Em meio ao caos que se instalou em nossa sociedade, pergunto: por onde anda a família?


Tenho acompanhado os noticiários e propostas de leis que definem a idade mínima, a partir da qual o sistema judiciário pode processar um cidadão como uma pessoa que se responsabiliza por seus atos. Não pretendo polemizar, daí não me posicionar contra ou a favor. Mas, no meu entender, há uma questão que está sendo colocada à margem em toda essa discussão e que, diz respeito à Família.

Licurgo, legislador de Esparta, século V a.C. já dizia: "Se o homem se educa, aprende a corrigir as más inclinações e a dominar os vícios; porém, se se deixar abandonado aos seus instintos, será vítima dos excessos infames".

A melhor escola ainda é o lar, onde a criatura deve receber as bases do sentimento e do caráter. Os estabelecimentos de ensino, propriamente do mundo, podem instruir, mas só o instituto da família pode educar. É por essa razão que a Universidade poderá fazer o cidadão, mas somente o lar pode edificar o homem, diz o espírito Emmanuel.
Pierre Weil, educador e psicólogo francês, comenta na obra de sua autoria, A criança, o lar e a escola: “No mundo inteiro está se passando fenômeno muito sério e cujas conseqüências ainda não podem ser avaliadas inteiramente: o da transmissão progressiva dos poderes dos pais e da família para os mestres e a escola. E alerta: Todas as Experiências educacionais no sentido de substituir a família por internatos, cidades de crianças ou lares artificiais em pavilhões, fracassaram, pois a família se revelou fator indispensável à educação da criança e sobretudo à sua estabilidade emocional”.

A família está se esquivando do papel que lhe compete e o resultado não pode ser pior. Os pais estão cada vez mais envolvidos com o trabalho e atividades sociais. Os filhos, desde cedo são entregues à terceiros: auxiliares domésticos, avós e outros familiares e, para compensar a ausência, são substituídos por objetos de consumo.

A geração atual é moldada pela televisão e internet. Os jovens já não olham nos olhos, pois estão fixos em telas de computador ou celular. Um mundo onde a família não tem espaço e onde, geralmente, o jovem se esconde deixando de exercitar a convivência em família e desenvolver a afetividade. O cenário não pode ser pior do que o que estamos a observar.

Os pais não sabem quem são seus filhos e os filhos, muito menos, sabem quem são seus pais.
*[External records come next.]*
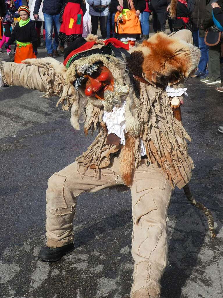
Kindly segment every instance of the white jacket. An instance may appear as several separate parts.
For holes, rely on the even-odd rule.
[[[91,15],[96,15],[98,17],[103,17],[107,15],[109,12],[108,5],[111,3],[111,0],[87,0],[87,2],[90,5],[89,14]],[[93,8],[93,4],[95,5],[105,5],[107,6],[104,11],[99,13],[96,11]]]
[[[44,21],[43,18],[43,14],[42,11],[43,9],[43,1],[42,1],[42,3],[40,5],[40,10],[39,11],[39,18],[37,21]],[[33,10],[35,4],[36,3],[36,0],[29,0],[29,10],[30,10],[30,18],[33,21],[35,20],[33,16]]]

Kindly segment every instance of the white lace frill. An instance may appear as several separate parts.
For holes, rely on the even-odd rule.
[[[120,143],[125,145],[125,101],[122,105],[117,108],[114,107],[110,112],[105,111],[102,117],[102,120],[106,123],[108,130],[108,134],[115,134],[120,138]],[[141,155],[146,154],[145,145],[142,139],[140,140]]]
[[[183,94],[188,96],[188,94],[186,92],[187,89],[187,88],[172,88],[169,85],[166,87],[166,91],[169,97],[177,97]]]

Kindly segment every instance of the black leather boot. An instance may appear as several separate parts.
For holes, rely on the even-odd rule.
[[[74,249],[74,245],[73,242],[61,247],[55,248],[45,246],[41,249],[38,258],[43,262],[56,262]]]

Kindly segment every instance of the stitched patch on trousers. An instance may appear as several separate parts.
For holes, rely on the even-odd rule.
[[[113,171],[113,166],[107,167],[101,169],[101,173],[102,176],[107,176],[108,175],[114,175]]]
[[[77,165],[77,172],[79,174],[85,176],[89,176],[91,177],[95,177],[96,176],[96,169],[90,169],[88,168],[86,170],[85,167],[80,166],[79,164]]]
[[[48,181],[46,190],[46,202],[48,207],[56,210],[67,208],[64,198],[64,188],[66,177],[55,173]]]
[[[136,173],[134,179],[136,181],[137,193],[151,188],[164,190],[166,183],[165,174],[160,171],[147,172],[146,173]]]
[[[144,227],[144,229],[145,228]],[[141,257],[149,259],[151,254],[157,246],[163,230],[161,227],[154,225],[149,226],[146,232],[147,235],[145,235],[145,238],[139,244],[138,252]],[[158,253],[161,252],[157,252]]]
[[[147,193],[139,198],[132,207],[132,213],[135,215],[137,224],[141,218],[153,210],[158,209],[151,194]]]

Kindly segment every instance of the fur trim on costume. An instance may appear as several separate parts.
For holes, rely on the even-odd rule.
[[[189,77],[197,66],[200,56],[198,48],[174,37],[170,38],[161,32],[130,52],[129,63],[131,66],[134,64],[136,53],[139,52],[140,57],[143,55],[142,66],[145,78],[155,83],[161,77],[167,78],[170,85],[179,81],[182,77]]]

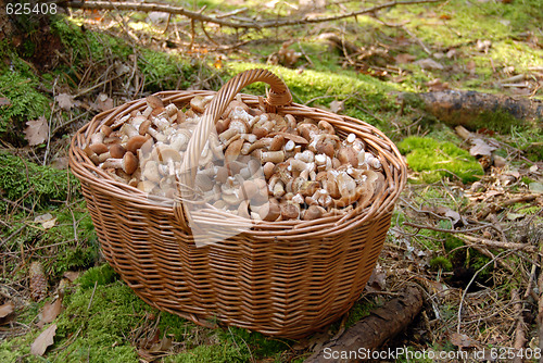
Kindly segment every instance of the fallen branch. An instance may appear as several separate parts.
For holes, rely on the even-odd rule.
[[[381,347],[413,322],[422,309],[422,302],[420,289],[407,287],[400,293],[399,298],[392,299],[383,306],[374,310],[369,316],[364,317],[346,329],[337,340],[325,345],[321,351],[310,356],[305,363],[361,361],[361,356],[342,359],[341,352],[348,354],[350,352],[367,352]],[[340,359],[330,360],[328,355]]]
[[[301,25],[301,24],[315,24],[315,23],[326,23],[331,21],[338,21],[346,17],[355,17],[358,15],[374,13],[376,11],[393,8],[395,5],[409,5],[409,4],[418,4],[418,3],[429,3],[429,2],[443,2],[443,0],[412,0],[412,1],[390,1],[380,5],[376,5],[368,9],[362,9],[358,11],[353,11],[345,14],[332,15],[332,16],[320,16],[320,17],[282,17],[274,21],[264,21],[264,22],[249,22],[249,21],[239,21],[231,22],[225,20],[230,14],[223,14],[216,16],[204,15],[200,12],[194,12],[187,10],[181,7],[174,7],[167,4],[159,4],[159,3],[139,3],[139,2],[111,2],[111,1],[61,1],[59,4],[63,7],[68,7],[73,9],[87,9],[87,10],[129,10],[129,11],[142,11],[142,12],[163,12],[175,15],[187,16],[191,20],[204,22],[204,23],[213,23],[222,26],[227,26],[231,28],[255,28],[255,29],[264,29],[264,28],[275,28],[282,26],[291,26],[291,25]]]
[[[485,116],[506,115],[518,125],[536,127],[543,122],[543,102],[529,99],[514,99],[476,91],[445,90],[426,93],[402,93],[405,102],[422,108],[450,126],[508,127],[489,125]],[[503,117],[502,117],[503,118]]]
[[[458,237],[462,239],[465,239],[465,240],[467,239],[470,242],[480,243],[480,245],[484,245],[487,247],[492,247],[492,248],[503,248],[506,250],[521,250],[521,251],[527,251],[527,252],[538,252],[538,248],[535,246],[528,245],[528,243],[493,241],[491,239],[478,238],[478,237],[472,237],[472,236],[467,236],[467,235],[458,235]]]

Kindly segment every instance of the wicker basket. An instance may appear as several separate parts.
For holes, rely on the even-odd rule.
[[[218,92],[156,93],[165,104],[179,108],[197,95],[216,95],[187,154],[200,154],[195,151],[203,148],[213,123],[241,88],[254,82],[270,85],[266,103],[273,111],[326,120],[340,138],[354,133],[366,142],[386,175],[386,186],[369,205],[316,221],[262,222],[197,248],[182,203],[153,199],[114,180],[81,150],[102,125],[142,111],[144,99],[100,113],[79,129],[70,148],[70,165],[81,183],[105,259],[146,302],[201,325],[218,321],[301,338],[339,318],[358,299],[381,251],[406,166],[381,132],[352,117],[291,103],[287,86],[265,70],[243,72]],[[258,104],[256,96],[241,98],[251,107]],[[198,158],[188,162],[198,163]]]

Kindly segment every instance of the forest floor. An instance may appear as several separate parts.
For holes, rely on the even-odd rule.
[[[359,7],[198,0],[187,9],[264,23]],[[494,348],[512,361],[509,348],[522,347],[523,359],[535,361],[543,334],[541,111],[532,121],[473,116],[466,139],[406,95],[472,90],[538,104],[540,8],[539,0],[450,0],[262,29],[74,9],[34,28],[21,25],[13,39],[0,39],[0,361],[303,362],[406,286],[424,290],[422,312],[382,349]],[[147,305],[100,254],[67,167],[72,135],[99,112],[160,90],[217,90],[257,66],[283,78],[294,102],[378,127],[409,166],[359,300],[301,340],[204,328]],[[262,85],[245,91],[264,95]]]

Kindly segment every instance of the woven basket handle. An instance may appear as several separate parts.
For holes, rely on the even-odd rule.
[[[218,90],[213,100],[211,100],[200,123],[192,133],[189,145],[187,146],[187,151],[181,163],[181,176],[179,178],[179,189],[185,188],[185,193],[180,191],[180,196],[186,195],[186,192],[190,192],[194,186],[199,159],[210,138],[212,129],[215,127],[215,123],[223,115],[236,95],[243,87],[255,82],[265,82],[272,87],[266,99],[267,107],[269,107],[270,110],[274,110],[277,107],[288,105],[292,102],[292,95],[290,93],[287,85],[281,78],[267,70],[244,71],[228,80]],[[180,223],[182,229],[190,230],[186,222],[189,215],[186,213],[180,200],[177,200],[175,203],[174,214],[177,222]]]

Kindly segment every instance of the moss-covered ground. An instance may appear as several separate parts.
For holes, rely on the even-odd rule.
[[[326,4],[312,11],[330,15],[361,7],[355,1]],[[187,8],[204,5],[215,14],[235,11],[241,2],[205,0]],[[240,16],[248,18],[303,16],[306,11],[303,1],[242,5],[247,10]],[[399,95],[449,88],[543,99],[543,13],[534,11],[538,5],[538,0],[451,0],[279,29],[235,32],[206,24],[207,35],[199,24],[192,34],[181,17],[153,22],[138,12],[74,11],[51,18],[48,39],[55,41],[43,47],[54,57],[47,64],[35,62],[38,50],[31,39],[39,30],[28,29],[22,46],[0,41],[0,305],[15,303],[13,315],[0,317],[0,362],[302,362],[318,346],[315,340],[352,326],[412,283],[428,292],[426,320],[390,346],[455,350],[451,333],[458,324],[460,298],[468,317],[483,316],[478,322],[466,317],[467,335],[483,346],[510,346],[514,328],[503,315],[513,314],[510,291],[526,291],[526,276],[538,256],[483,242],[541,241],[541,196],[513,204],[507,200],[542,183],[543,132],[504,126],[500,114],[488,114],[488,126],[503,127],[478,125],[471,132],[493,142],[492,158],[506,164],[483,168],[453,129]],[[336,33],[359,52],[345,54],[330,46],[321,36],[326,33]],[[295,62],[277,58],[285,42],[299,52]],[[428,60],[438,66],[424,65]],[[370,284],[342,321],[300,341],[235,327],[203,328],[147,305],[101,256],[78,182],[65,165],[71,135],[101,111],[100,93],[122,104],[159,90],[216,90],[253,67],[285,79],[298,103],[330,109],[332,101],[341,102],[336,112],[383,130],[409,166],[409,184],[379,260],[384,285]],[[265,86],[243,91],[264,95]],[[74,107],[60,108],[59,93],[77,95]],[[49,142],[29,147],[23,130],[40,116],[52,134]],[[48,213],[55,218],[52,226],[36,220]],[[29,297],[31,261],[42,263],[49,284],[47,298],[38,302]],[[80,276],[68,283],[71,272]],[[466,288],[472,295],[462,297]],[[31,342],[49,326],[38,326],[43,305],[58,296],[63,309],[49,323],[58,326],[54,343],[43,356],[31,355]],[[525,302],[527,311],[535,306]],[[534,336],[534,329],[528,335]],[[156,348],[161,345],[164,352]]]

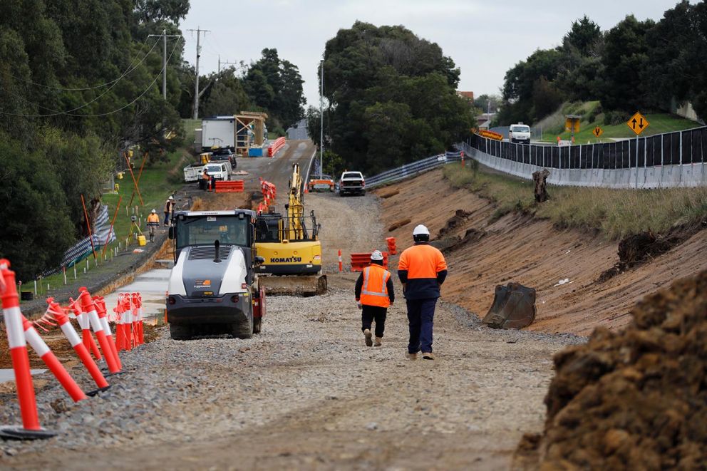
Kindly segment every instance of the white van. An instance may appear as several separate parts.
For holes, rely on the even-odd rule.
[[[508,128],[508,140],[511,143],[530,144],[530,127],[522,123],[512,124]]]
[[[210,162],[205,168],[209,172],[209,175],[216,180],[227,181],[231,179],[231,162],[227,160]]]

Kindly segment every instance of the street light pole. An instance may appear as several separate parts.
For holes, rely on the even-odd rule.
[[[324,61],[319,61],[319,72],[321,76],[321,81],[319,83],[319,179],[321,179],[321,173],[324,172]]]

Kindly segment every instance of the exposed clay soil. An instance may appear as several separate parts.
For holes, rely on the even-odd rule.
[[[440,170],[378,192],[396,190],[399,193],[381,200],[383,226],[415,215],[409,224],[386,234],[396,238],[399,249],[412,244],[412,228],[418,224],[426,224],[433,235],[442,232],[445,243],[453,246],[445,255],[445,299],[483,317],[495,286],[517,281],[537,291],[537,316],[531,330],[589,335],[597,327],[622,328],[630,321],[630,309],[642,297],[707,266],[707,230],[701,230],[649,263],[597,283],[619,262],[616,241],[558,230],[549,221],[518,214],[490,222],[492,204],[454,189]],[[465,237],[466,243],[458,244]],[[554,286],[564,279],[569,281]]]
[[[554,356],[544,434],[519,453],[527,465],[537,448],[543,470],[704,469],[707,271],[631,314],[626,330],[597,329]]]

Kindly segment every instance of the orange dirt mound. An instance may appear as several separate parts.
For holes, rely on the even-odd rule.
[[[597,328],[554,356],[541,468],[703,469],[707,271],[639,302],[624,331]]]

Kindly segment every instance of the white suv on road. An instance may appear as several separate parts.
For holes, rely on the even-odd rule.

Dessa forma, a família perde a valiosa oportunidade de ser o alicerce sobre o qual a sociedade se edifica, pois no dizer dos espíritos, a sociedade é o conjunto de lares e cada um desses lares é uma mini-sociedade, onde procedemos à reforma de nossa visão, conceitos, conduta, que se refletirão na sociedade global.

Que a sociedade se volte com o mesmo vigor em defesa da Família se quer ser socorrida e transformada.